Фильм был громкий и динамичный, под музыку Бетховена и Рахманинова рвались снаряды и рушились здания, героических партизан в лесу сменяли захватчики в оккупированном городе. Я спрашивал отца, скоро ли он появится на экране. Я ждал его с гранатой или автоматом в руке посредине тяжелого боя. Пусть недолго он будет в кадре и никого не убьет в этот момент, очень важно, что его увидят мои друзья, и частица его героического образа по праву прямого наследия осядет и на мои детские плечи.

– Вот сейчас буду я, – сказал нам отец неуверенно. – Да, вот я стою спиной.

Стоящий в кадре сутулый человек меньше всего был похож на героя-подпольщика, да и сама сцена не предполагала героического развития: немецкий офицер в пенсне давал задание группе пильщиков дров для проведения коварной провокационной инсценировки. Я с надеждой посмотрел на отца…

– Ты будешь комсомолец! – офицер ткнул сутулого человека пальцем в грудь.

– Нет! – истерично закричала сутулая спина в телогрейке голосом не моего отца. Немца крик не испугал, и экран обновился новым планом.

– Вот, детки, такая маленькая ролька со словами в кино называется эпизод, – пробормотал отец в свое оправдание.

На следующий день я старательно избегал выхода во двор: три раза наводил порядок на рабочем столе, читал, уединившись, пытался помогать бабушке на кухне, но в итоге заботливые родители выперли меня из дома, и я на ватных ногах направился к ожидавшим меня ребятам, которые уже все знали про трусливую спину в телогрейке посредине оккупированного Минска.

Мог ли думать мой отец, что его участие в киноэпизоде через десять лет обернется для меня целой главой глубоких детских сомнений и переживаний в жизни реальной.

С ребятами я в итоге договорился.
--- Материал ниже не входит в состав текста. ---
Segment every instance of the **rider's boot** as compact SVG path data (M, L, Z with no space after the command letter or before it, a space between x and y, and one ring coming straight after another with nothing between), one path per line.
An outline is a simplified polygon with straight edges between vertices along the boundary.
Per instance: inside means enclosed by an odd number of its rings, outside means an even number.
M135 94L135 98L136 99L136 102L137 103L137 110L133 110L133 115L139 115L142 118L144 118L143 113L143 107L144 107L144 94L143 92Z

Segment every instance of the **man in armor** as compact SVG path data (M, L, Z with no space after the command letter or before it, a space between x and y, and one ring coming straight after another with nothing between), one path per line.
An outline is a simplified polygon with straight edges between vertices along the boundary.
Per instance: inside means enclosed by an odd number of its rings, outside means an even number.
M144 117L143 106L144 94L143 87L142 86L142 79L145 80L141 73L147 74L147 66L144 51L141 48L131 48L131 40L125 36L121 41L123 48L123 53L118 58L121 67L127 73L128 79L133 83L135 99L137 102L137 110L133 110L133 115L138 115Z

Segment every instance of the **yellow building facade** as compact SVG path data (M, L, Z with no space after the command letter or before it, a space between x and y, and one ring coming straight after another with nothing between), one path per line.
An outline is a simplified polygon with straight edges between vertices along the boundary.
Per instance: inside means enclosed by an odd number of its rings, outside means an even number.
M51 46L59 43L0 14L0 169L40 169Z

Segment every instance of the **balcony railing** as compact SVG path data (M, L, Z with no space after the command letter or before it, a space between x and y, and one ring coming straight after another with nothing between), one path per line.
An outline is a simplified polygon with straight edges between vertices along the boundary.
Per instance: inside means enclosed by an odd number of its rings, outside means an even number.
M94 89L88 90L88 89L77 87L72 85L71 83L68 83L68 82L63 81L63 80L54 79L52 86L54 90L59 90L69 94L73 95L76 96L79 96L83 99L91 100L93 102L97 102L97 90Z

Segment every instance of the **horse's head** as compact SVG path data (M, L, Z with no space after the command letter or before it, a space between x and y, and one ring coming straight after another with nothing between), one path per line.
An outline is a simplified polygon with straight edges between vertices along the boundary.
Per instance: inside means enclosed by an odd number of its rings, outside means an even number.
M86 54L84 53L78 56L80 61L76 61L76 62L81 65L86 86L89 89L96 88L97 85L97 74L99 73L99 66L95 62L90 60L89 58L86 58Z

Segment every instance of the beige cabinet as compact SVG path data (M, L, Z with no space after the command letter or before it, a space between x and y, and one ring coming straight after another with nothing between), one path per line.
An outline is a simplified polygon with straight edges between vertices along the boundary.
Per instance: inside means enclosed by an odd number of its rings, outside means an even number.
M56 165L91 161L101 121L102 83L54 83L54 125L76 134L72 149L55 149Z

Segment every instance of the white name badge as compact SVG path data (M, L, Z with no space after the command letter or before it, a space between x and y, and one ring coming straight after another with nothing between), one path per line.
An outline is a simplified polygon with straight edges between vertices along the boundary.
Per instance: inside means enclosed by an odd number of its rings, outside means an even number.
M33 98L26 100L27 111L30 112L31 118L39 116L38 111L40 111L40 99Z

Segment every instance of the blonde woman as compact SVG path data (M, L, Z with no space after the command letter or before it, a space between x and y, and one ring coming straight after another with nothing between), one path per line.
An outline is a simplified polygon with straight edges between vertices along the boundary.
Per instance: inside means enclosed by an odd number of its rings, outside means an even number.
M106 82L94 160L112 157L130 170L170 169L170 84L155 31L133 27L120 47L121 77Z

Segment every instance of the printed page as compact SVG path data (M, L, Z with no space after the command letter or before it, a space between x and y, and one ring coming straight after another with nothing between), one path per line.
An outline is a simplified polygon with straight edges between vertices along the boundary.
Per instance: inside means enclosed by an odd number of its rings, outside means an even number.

Мы решили, что выводы будем делать после просмотра фильма «На дорогах войны», где он в шлеме танкиста.

– Может быть, он там погибает? – спросил меня кто-то с надеждой

– Нет, я спрашивал, не погибает, – ответил я с грустью.

Великодушие и всепрощение у русского человека определяется специальным звеном генетического кода. Уже минут через десять я играл с ребятами в войну, где снова падал в образе немецкого офицера. Падал смертельно раненый и вновь поднимался, прижимая к плечу оторванную руку, другие части тела, изображая смерть еще более остервенело, вероятно, уже не только за моих не воевавших дедов, но и за отца-аспиранта.

Ян Амос Коменский

С самого раннего детства я был очень задумчивым и странным ребенком. Задумчивость моя пугала родителей, ибо проявлялась она в том, что я мог долгими часами созерцать процессы, продолженные во времени и не предполагающие быстрого и часто выразительного результата. Я мог застыть на стуле на кухне у плиты и наблюдать, как нагревается вода в ведре. От начала и до самых крутых пузырей я смотрел на воду, если только меня не прогоняли с кухни по бытийным причинам.